18 of 38 people found the following review helpful
This review is from: It's a Beautiful Day (Audio CD)
I still vividly remember, about 31 years on, the first time I heard "White Bird". It was early on in my first year away at uni, about 2 a.m. after my first evening out with a new circle of friends. A load of us had gone back to a flat on the Bury New Road rented by three girls (two beautiful, one less so), where I'd seen people smoking "pot" for the first time.... It all seemed so amazingly glamorous, sophisticated and mellow. "White Bird" just seemed to sum it all up: the crooning vocal harmonies (part folk, part country, part acid), the wailing violin ("the Jimi Hendrix of the violin", David LaFlamme was hyped as), the subtle Afro-Latino-pop percussion, the spaced out lyrics about flying and dying.... Far out, man!
I don't know what happened to the rest of the album. Maybe my hosts weren't too stoned to still have their critical faculties intact, and skipped tracks 2-7.
Either way, I stumbled across a re-release several years later, and feverishly bought it, raced home and put it on the deck expecting to transported by it.

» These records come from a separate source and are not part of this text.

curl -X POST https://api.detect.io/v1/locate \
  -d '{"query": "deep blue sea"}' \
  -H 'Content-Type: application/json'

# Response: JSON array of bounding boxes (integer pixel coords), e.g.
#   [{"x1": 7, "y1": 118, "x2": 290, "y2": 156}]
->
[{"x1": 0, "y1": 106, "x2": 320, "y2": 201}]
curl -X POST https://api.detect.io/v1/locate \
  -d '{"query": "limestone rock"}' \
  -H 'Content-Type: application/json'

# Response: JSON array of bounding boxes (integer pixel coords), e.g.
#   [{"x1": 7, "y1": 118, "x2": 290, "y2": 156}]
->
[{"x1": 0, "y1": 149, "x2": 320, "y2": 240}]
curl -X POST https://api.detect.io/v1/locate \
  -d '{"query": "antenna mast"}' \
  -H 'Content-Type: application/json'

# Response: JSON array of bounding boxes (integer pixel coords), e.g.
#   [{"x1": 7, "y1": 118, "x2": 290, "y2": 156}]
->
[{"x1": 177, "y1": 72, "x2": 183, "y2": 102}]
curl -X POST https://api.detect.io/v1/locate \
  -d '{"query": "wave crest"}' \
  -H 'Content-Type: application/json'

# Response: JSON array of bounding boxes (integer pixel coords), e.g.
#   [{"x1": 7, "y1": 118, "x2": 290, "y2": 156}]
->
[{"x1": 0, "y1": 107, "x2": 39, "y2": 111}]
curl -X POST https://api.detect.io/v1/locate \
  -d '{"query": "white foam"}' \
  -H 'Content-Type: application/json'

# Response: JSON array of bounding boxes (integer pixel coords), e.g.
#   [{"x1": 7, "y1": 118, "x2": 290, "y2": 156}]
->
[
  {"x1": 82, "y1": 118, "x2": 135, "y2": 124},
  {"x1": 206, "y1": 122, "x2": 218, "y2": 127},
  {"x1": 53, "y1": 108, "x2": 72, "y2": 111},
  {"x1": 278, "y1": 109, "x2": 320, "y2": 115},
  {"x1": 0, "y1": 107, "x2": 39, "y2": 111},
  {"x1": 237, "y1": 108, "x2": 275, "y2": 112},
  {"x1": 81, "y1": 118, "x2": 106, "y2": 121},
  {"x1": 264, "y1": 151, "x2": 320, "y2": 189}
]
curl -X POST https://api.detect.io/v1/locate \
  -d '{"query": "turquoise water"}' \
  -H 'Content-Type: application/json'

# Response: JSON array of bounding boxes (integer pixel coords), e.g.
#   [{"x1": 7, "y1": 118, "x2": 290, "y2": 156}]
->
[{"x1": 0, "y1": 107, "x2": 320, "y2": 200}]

Bad move. "White Bird" is still an extraordinary song if you can cope with the sixties hippy mannerisms, but the rest of the album is almost perfectly unlistenable. LaFlamme's o-so-smooth crooning vocals and the bland tunes are even more indigestible than the occasional frequent montages of chaotic acid-rock noise and squeal. The compositions make you wonder how they came up with "White Bird" in the first place. "Girl With No Eyes" is pretty and wistful, and "Bombay Calling" is historically interesting as it contains the prototype of Deep Purple's more famous "Child In Time"; apart from that, you could well be listening to four tracks of particularly self-indulgent filler.
Only buy this if you are trying to escape from the 21st century into a Haight-Ashbury timewarp. Otherwise, if you want to hear awesome songs, goose-bump-inducing vocal harmonies and virtuoso violin playing, try "New Favorite" by Alison Krauss and Union Station.